Pap Smear Prior to Conization for CIN 2/3
A Pap smear is not required before performing conization for confirmed high-grade cervical intraepithelial neoplasia (CIN 2/3). The diagnosis of CIN 2/3 is established by colposcopy-directed biopsy, and once histologically confirmed, treatment decisions are based on the biopsy results and colposcopic findings—not on cytology 1.

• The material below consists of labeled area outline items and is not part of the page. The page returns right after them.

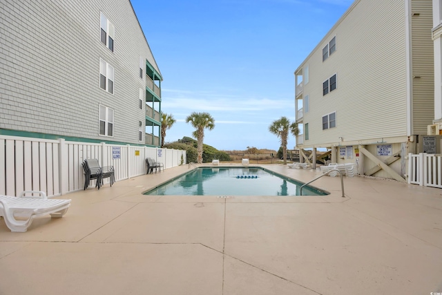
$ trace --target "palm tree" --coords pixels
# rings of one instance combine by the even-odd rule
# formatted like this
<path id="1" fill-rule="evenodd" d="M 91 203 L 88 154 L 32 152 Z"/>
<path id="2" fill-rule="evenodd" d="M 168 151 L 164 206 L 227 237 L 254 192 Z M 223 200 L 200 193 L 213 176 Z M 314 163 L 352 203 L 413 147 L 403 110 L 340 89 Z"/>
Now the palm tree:
<path id="1" fill-rule="evenodd" d="M 198 153 L 198 163 L 202 163 L 202 141 L 204 137 L 204 129 L 212 130 L 215 127 L 215 120 L 209 113 L 193 112 L 186 118 L 186 123 L 191 122 L 196 130 L 192 136 L 198 141 L 197 151 Z"/>
<path id="2" fill-rule="evenodd" d="M 161 112 L 161 147 L 164 147 L 164 138 L 166 138 L 166 131 L 170 129 L 176 120 L 172 114 L 166 114 Z"/>
<path id="3" fill-rule="evenodd" d="M 290 120 L 286 117 L 281 117 L 280 119 L 273 122 L 271 125 L 269 126 L 269 131 L 275 134 L 281 140 L 281 146 L 282 146 L 282 159 L 284 159 L 284 164 L 287 164 L 287 139 L 289 138 L 289 131 L 294 136 L 299 134 L 299 128 L 298 123 L 290 123 Z"/>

Rationale for Not Requiring Pre-Conization Cytology
The 2006 ASCCP Consensus Guidelines make clear that management of histologically confirmed CIN 2/3 proceeds directly to treatment without mandating additional cytology 1. The key decision points are:
- Colposcopic adequacy: Whether the colposcopy is satisfactory or unsatisfactory determines the type of excision needed 1
- Histologic confirmation: The biopsy diagnosis of CIN 2/3 is sufficient to proceed with treatment 1
- Prior cytology: The original cytology that prompted colposcopy has already served its screening purpose 1
Treatment Algorithm Based on Colposcopy Findings
For Satisfactory Colposcopy
- Both excision and ablation are acceptable treatment modalities for women with histologically confirmed CIN 2/3 and satisfactory colposcopy 1
- Excisional procedures (LEEP, laser conization, or cold-knife conization) are preferred because they provide tissue for pathologic examination to exclude occult invasive cancer, which occurs in 4-16% of cases 2
For Unsatisfactory Colposcopy
- A diagnostic excisional procedure is mandatory when colposcopy is unsatisfactory 1
- Ablation is unacceptable in this scenario 1
For Recurrent CIN 2/3
- A diagnostic excisional procedure is recommended for women with recurrent CIN 2/3 1
When Cytology Actually Matters in the CIN Management Pathway
Cytology plays a role at different points in the management pathway, but not immediately before conization for confirmed CIN 2/3:
- Initial screening: Cytology identifies patients who need colposcopy 1
- Post-treatment surveillance: Cytology at 4-6 month intervals or HPV testing at 6-12 months is used for follow-up after treatment 1, 2, 3
- CIN 1 management: For histologic CIN 1 (not CIN 2/3), the preceding cytology result influences whether observation versus immediate excision is chosen 1
Critical Pitfalls to Avoid
- Do not delay treatment of confirmed CIN 2/3 to obtain additional cytology—observation with sequential cytology and colposcopy is unacceptable except in special circumstances (pregnancy, adolescents) 1
- Do not confuse the pathway: The cytology-colposcopy-biopsy sequence is for diagnosis; once CIN 2/3 is histologically confirmed, proceed directly to treatment planning 1
- Do not use hysterectomy as primary therapy for CIN 2/3 unless other indications exist 1, 2
Special Consideration: Endocervical Sampling
While a Pap smear is not needed, endocervical sampling (endocervical curettage) is recommended before ablative treatment to ensure no endocervical involvement that would require excision instead 1. This is distinct from cervical cytology and serves to assess the extent of disease 1.